Pero no estamos solos ante un libro de relatos marinos, en sus páginas hay amor, desgarros, mujeres y hombres de carne y hueso que buscan ser felices pese a la maldición del agua por todas partes y que, en cada zambullida, arriesgan los pocos medios de que disponen para la pesca y hasta la vida; como aquella vez que un tiburón martillo pretendió martillarlo a él y a su novia eterna, en una danza que parecía macabra y es una de las mejores escenas del volumen.
Todo ello ocurre en la costa norte occidental de Cuba, la mismitica que alberga -casi siempre-marejadas peligrosas para embarcaciones menores y que se fue despoblando de especies y ambrosías a ritmo de contingente; obligando a los pescadores de fortunas a alejarse más de la línea de la costa y sumergirse a mayor profundidad en busca del sustento y refuerzo de dieta.
Paradójicamente, Cuba es una rara isla, donde el pescado fresco es un lujo y el limón fruto exótico, pero imprescindible para enjugar las masas de cherna y los lomos de cubera o ruedas de serrucho. Este pequeño inventario de lo que se podía pescar en la plataforma cubana confirma la desidia y torpeza del castrismo en su afán empobrecedor.

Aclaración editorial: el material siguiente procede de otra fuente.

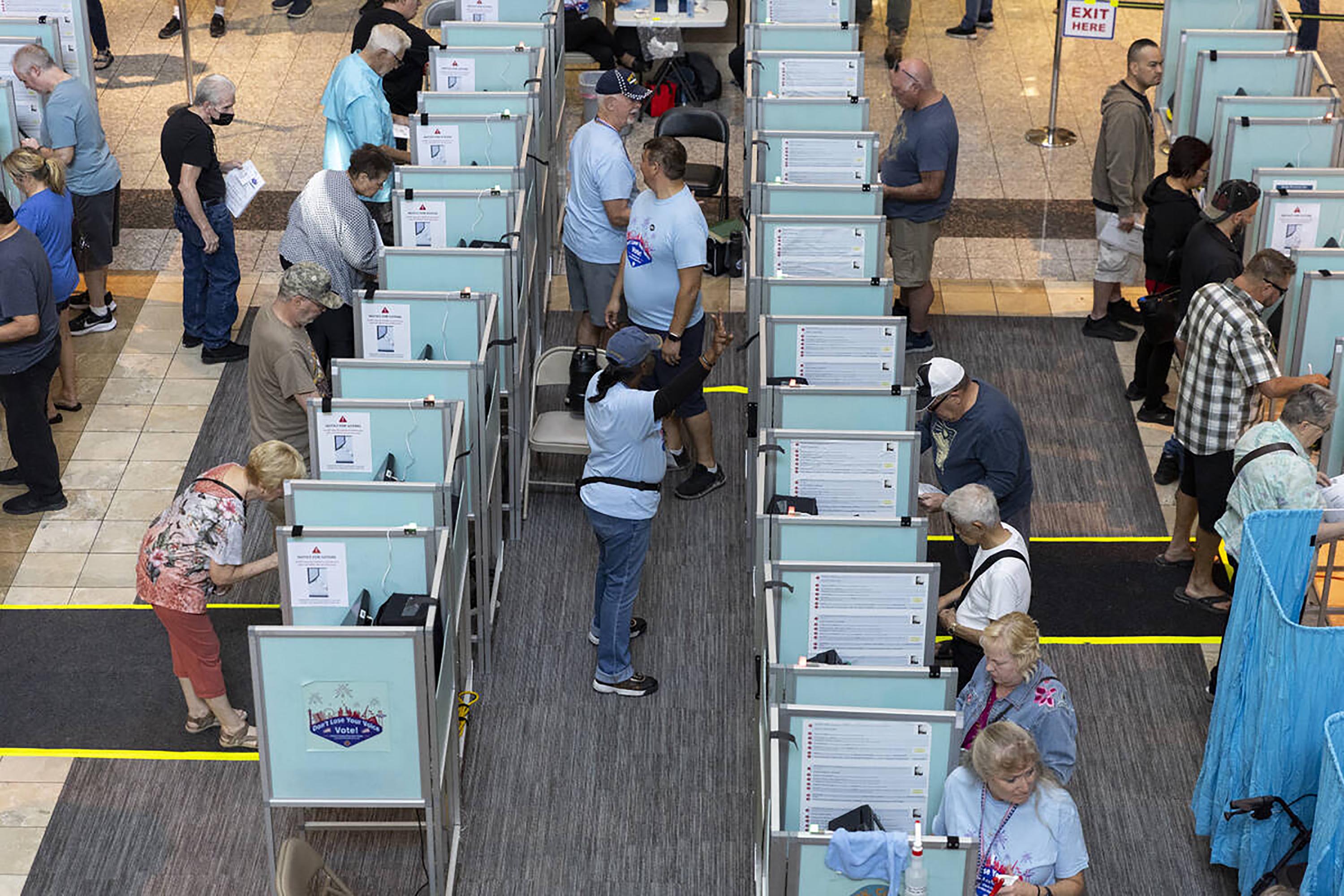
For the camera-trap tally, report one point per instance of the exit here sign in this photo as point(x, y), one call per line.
point(1093, 19)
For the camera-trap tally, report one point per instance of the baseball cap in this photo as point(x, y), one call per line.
point(629, 346)
point(936, 378)
point(1230, 198)
point(311, 281)
point(621, 81)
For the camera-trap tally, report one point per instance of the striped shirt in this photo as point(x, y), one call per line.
point(331, 226)
point(1229, 353)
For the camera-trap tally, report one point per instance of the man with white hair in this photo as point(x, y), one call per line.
point(209, 261)
point(597, 211)
point(1000, 575)
point(358, 113)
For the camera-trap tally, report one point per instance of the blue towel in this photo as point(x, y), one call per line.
point(870, 853)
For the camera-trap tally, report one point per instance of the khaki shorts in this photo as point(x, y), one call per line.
point(910, 245)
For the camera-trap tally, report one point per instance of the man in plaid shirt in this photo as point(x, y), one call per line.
point(1229, 357)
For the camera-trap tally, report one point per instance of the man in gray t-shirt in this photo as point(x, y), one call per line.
point(73, 134)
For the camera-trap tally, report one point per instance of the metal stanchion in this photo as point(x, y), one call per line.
point(1050, 136)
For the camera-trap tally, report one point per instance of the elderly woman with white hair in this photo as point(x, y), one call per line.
point(1000, 575)
point(1030, 840)
point(1014, 684)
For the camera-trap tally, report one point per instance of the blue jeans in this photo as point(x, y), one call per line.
point(623, 544)
point(209, 283)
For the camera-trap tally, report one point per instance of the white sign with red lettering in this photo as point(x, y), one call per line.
point(1094, 19)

La distracción de Angola, paso casi obligado para los hombres de su generación, revela las interioridades de una fálica batería de cañones de 130 milímetros, empinados hacia el cielo; mientras unas jóvenes se bañan en un río cercano y suplican por un jabón al camarada blanco.
Para el autor, la mar es libertad, pero no evasión y regresa siempre a su barrio de infancia, donde gente humilde con códigos de decencia ha sido empobrecida y obligada a cambiar determinados códigos para sobrevivir a la barbarie de la inundación verde oliva.
Allí conviven trabajadores con un maestro de pesca fraterno, Roberto, que pone todo su empeño en alfabetizar a Melanio de la turbulencias de las corrientes y en cómo subir y bajar de un camión que el fin de semana los acerca a la costa, donde él sabe que hay pesca abundante; sea en Barlovento en La Bajada.
Su padre fue el primer maestro en eso de anzuelar, pero sin la calma de Roberto, sin la destreza de quien carga con toda la paciencia del mundo y la esparce entre mojarras mantequeras y meros gigantescos.
Luli, Alex y el negro Julio, un lobo marino en cuerpo de hombre, son coprotagonistas del relato, que tiene unicidad por el desencanto, los extravíos y la convivencia necesaria para irrumpir en un mundo de tiburones de aleta dorsal y bocas gigantescas y de animales de dos patas con uniforme mental, el peor de todos porque pretende desconocer la pluralidad intrínseca a los seres humanos.
Mientras todos ellos navegan en busca de la captura perfecta, el autor va describiendo escenarios de crimen y castigo, la depauperación cubana a manos del castrismo, donde nadie está salvo de la arbitrariedad del jefecillo de turno, casi siempre un ser que desprecia cuanto ignora y que solo goza con el sufrimiento ajeno.
Un oficial de Guardafronteras no cree que su cometido sea cuidar la costa, sino amargar a quienes buscan en la mar lo que no encuentran en tierra desde hace años, comida y ese desasosiego con adrenalina que implica cada encuentro con un peje hemiguayano que saba tanto como los ratones coloraos y casi nunca da la cara ni entrega su vida sin menear al pescador en una contienda corta, pero de una intensidad descomunal.
Pero los pejes, incluso los más feroces, son criaturas angelicales al lado de algunos hombres que desfilan por las páginas del libro, expertos en amargar vidas ajenas y perseguir al prójimo con idéntico celo al de las autoridades que siguen sin entender la nobleza de una barrera de coral y las emboscadas de los esteros de mangles, que son como el desierto antes de llegar a esa maravilla que es Cayo Paraíso, ya mermado -como casi todo en Cuba- menos la represión que ha escalado niveles inauditos porque la orden de combate contra muchos cubanos está dada desde que un pueblo noble cayó en la emboscada puñetera de quienes anunciaban libertad y masificaron redes y jamos contra la gente noble y desprevenida.